Female Employee Awarded £65,000 as Compensation in Menopause Discrimination Case (Mrs M Lynskey v Direct Line Insurance Services Ltd)

In the case of Mrs M Lynskey v Direct Line Insurance Services Ltd, a female employee wins her claim for menopause discrimination.

The Facts in Mrs M Lynskey v Direct Line Insurance Services Ltd

Mrs M Lynskey (“The claimant”) was employed by Direct Line Insurance Services Ltd (“The Respondent”) as a motor sales consultant from 11 April 2016. She was thriving in this role and even received “good” and “very good” in her performance ratings.

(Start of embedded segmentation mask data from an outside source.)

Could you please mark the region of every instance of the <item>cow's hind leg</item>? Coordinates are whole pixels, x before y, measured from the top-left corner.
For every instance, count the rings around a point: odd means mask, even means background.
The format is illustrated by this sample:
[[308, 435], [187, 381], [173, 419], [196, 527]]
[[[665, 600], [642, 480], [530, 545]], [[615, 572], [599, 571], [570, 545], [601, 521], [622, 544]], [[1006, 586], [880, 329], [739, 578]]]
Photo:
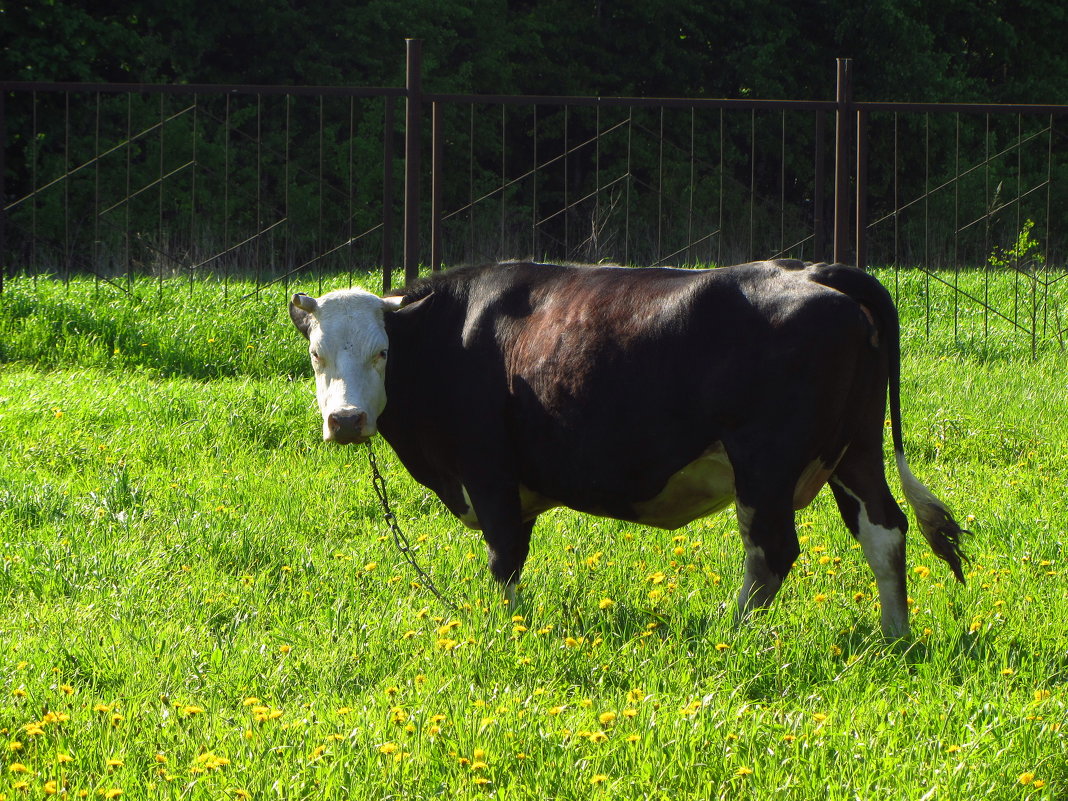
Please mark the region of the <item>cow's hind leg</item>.
[[882, 448], [854, 443], [830, 480], [834, 499], [864, 558], [875, 574], [883, 635], [909, 636], [905, 590], [905, 531], [908, 520], [894, 500], [883, 471]]
[[801, 549], [788, 496], [782, 503], [749, 506], [739, 495], [736, 509], [745, 545], [745, 575], [735, 613], [735, 623], [740, 623], [771, 605]]

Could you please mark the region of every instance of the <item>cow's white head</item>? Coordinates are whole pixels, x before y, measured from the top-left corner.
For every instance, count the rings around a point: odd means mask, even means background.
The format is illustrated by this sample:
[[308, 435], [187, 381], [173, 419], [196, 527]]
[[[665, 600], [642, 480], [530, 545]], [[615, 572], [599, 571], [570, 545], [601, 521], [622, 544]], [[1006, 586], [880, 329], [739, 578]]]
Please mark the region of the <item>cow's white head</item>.
[[385, 313], [399, 306], [400, 298], [362, 289], [320, 298], [298, 293], [289, 301], [289, 316], [308, 340], [327, 442], [359, 443], [378, 431], [389, 357]]

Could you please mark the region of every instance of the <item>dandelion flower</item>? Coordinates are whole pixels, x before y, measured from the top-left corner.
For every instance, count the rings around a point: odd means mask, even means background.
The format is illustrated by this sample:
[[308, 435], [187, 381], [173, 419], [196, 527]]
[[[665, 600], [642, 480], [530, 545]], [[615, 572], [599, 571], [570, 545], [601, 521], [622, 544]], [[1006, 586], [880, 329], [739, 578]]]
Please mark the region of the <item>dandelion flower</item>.
[[1031, 771], [1020, 774], [1020, 784], [1030, 784], [1035, 780], [1035, 774]]
[[726, 651], [728, 648], [730, 648], [730, 645], [728, 645], [725, 642], [717, 642], [716, 643], [716, 650], [717, 651]]
[[600, 721], [602, 726], [608, 726], [616, 719], [615, 712], [602, 712], [597, 716], [597, 720]]
[[112, 787], [109, 790], [105, 790], [102, 795], [104, 796], [104, 798], [108, 799], [118, 798], [120, 795], [122, 795], [122, 790], [120, 790], [118, 787]]
[[615, 603], [616, 603], [616, 602], [615, 602], [615, 601], [613, 601], [613, 600], [612, 600], [611, 598], [602, 598], [602, 599], [601, 599], [601, 600], [600, 600], [600, 601], [598, 602], [598, 604], [597, 604], [597, 608], [598, 608], [598, 609], [608, 609], [608, 608], [610, 608], [610, 607], [612, 607], [612, 606], [615, 606]]
[[598, 773], [590, 779], [590, 784], [604, 784], [606, 781], [608, 781], [608, 777], [603, 773]]
[[283, 646], [279, 647], [278, 652], [281, 653], [281, 654], [288, 654], [292, 650], [293, 650], [293, 646], [292, 645], [283, 645]]
[[751, 776], [752, 774], [753, 774], [753, 769], [750, 768], [750, 767], [747, 767], [745, 765], [743, 765], [742, 767], [738, 768], [738, 770], [734, 771], [734, 775], [735, 776]]
[[23, 765], [21, 762], [12, 762], [7, 766], [7, 769], [11, 773], [29, 773], [30, 769]]

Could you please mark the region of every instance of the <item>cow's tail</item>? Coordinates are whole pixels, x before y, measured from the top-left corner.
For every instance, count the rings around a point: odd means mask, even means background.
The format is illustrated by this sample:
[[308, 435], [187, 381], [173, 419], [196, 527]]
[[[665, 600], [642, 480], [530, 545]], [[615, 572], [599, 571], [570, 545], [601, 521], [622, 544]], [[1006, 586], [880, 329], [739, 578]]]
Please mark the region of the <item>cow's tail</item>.
[[905, 500], [912, 507], [920, 524], [920, 531], [936, 556], [945, 560], [953, 575], [964, 583], [961, 561], [967, 557], [961, 550], [961, 534], [967, 533], [953, 518], [948, 507], [924, 486], [909, 468], [905, 458], [905, 442], [901, 433], [901, 331], [897, 309], [886, 288], [874, 277], [852, 267], [820, 265], [815, 279], [861, 303], [874, 317], [887, 358], [890, 396], [890, 433], [894, 444], [894, 460], [901, 477]]

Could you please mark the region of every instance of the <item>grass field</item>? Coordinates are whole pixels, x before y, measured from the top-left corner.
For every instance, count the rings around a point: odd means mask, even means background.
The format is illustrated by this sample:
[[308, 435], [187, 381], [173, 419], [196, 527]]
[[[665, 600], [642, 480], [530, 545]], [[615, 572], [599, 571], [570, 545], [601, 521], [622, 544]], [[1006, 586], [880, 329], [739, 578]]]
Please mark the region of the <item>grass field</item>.
[[1068, 357], [886, 280], [913, 469], [973, 531], [966, 586], [910, 534], [906, 652], [826, 491], [740, 630], [733, 513], [547, 513], [510, 609], [379, 442], [450, 610], [319, 441], [282, 288], [9, 280], [0, 798], [1068, 798]]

As part of the company’s way to resolve issues within the workforce, a new initiative was introduced known as “Best For Customer (BFC)”. This required all sales staff to be re-trained in 2019.

However, the claimant started suffering from menopause around the same time. Some early symptoms included “brain fog” and difficulties with her concentration and retaining information. She was often tearful which continued during her career with the Respondent.

Her performance suffered, and she was subject to performance improvement procedures (PIP). During the course of her employment, the Claimant argued that she:

  • Should have had reasonable adjustments made to her job role to counteract the menopausal symptoms;
  • Was a victim of menopause discrimination since she was not awarded a pay raise;
  • Had been subjected to unfavourable treatment because of something arising out of her disability, namely disciplinary action;
  • Was discriminated against because of her age and sex; and
  • Was subject to constructive unfair dismissal.

Some Key Events Influencing the Decision of the Employment Tribunal:

  1. In June 2020, the Claimant was transferred into a different role, rather than the Respondent making the necessary adjustments to her existing position.
  2. From 1 July 2020, the Claimant was required to meet the same performance standards in the telematics role, following the move to home working due to Covid. She found this more difficult because of her disability and, hence, was more likely to be subject to disciplinary proceedings. The Respondent failed to make the necessary reasonable adjustments.
  3. In January 2021, the Claimant was informed by her line manager, Danielle Wilburn, that she would not be receiving a pay raise because her performance had been rated “need for improvement”.
  4. On 30 April 2021, the Respondent commenced formal performance management proceedings against the Claimant despite her having made the Respondent aware of her disability, associated symptoms of menopause, and how they affected her ability to perform her work.
  5. The Claimant resigned on 4 May 2022 claiming disability discrimination and other claims around age and sex discrimination as well as constructive unfair dismissal.

The Decision of the Employment Tribunal

The employment tribunal found in favour of the Claimant in her claims against the Respondent for menopause discrimination and failure to make reasonable adjustments.

In their analysis of what amounted to discrimination, it was found that the comments “need for improvement” after four years of favourable reports and the loss of a pay increase amounted to unfavourable treatment that arose from her disability. Her ability to “improve” was hindered by the symptoms associated with her disability, i.e., mental impairment because of menopause.

Her other claims relating to age and sex discrimination as well as constructive unfair dismissal were not upheld by the tribunal. The Claimant was awarded a total of £64,645.07 in compensation.

Our Lawyers View

Steve Norton, lawyer at Redmans, says: This is an interesting case in the developing area of disability linked to menopause. It builds on the growing recognition of the effect of women suffering from menopausal symptoms in the workplace.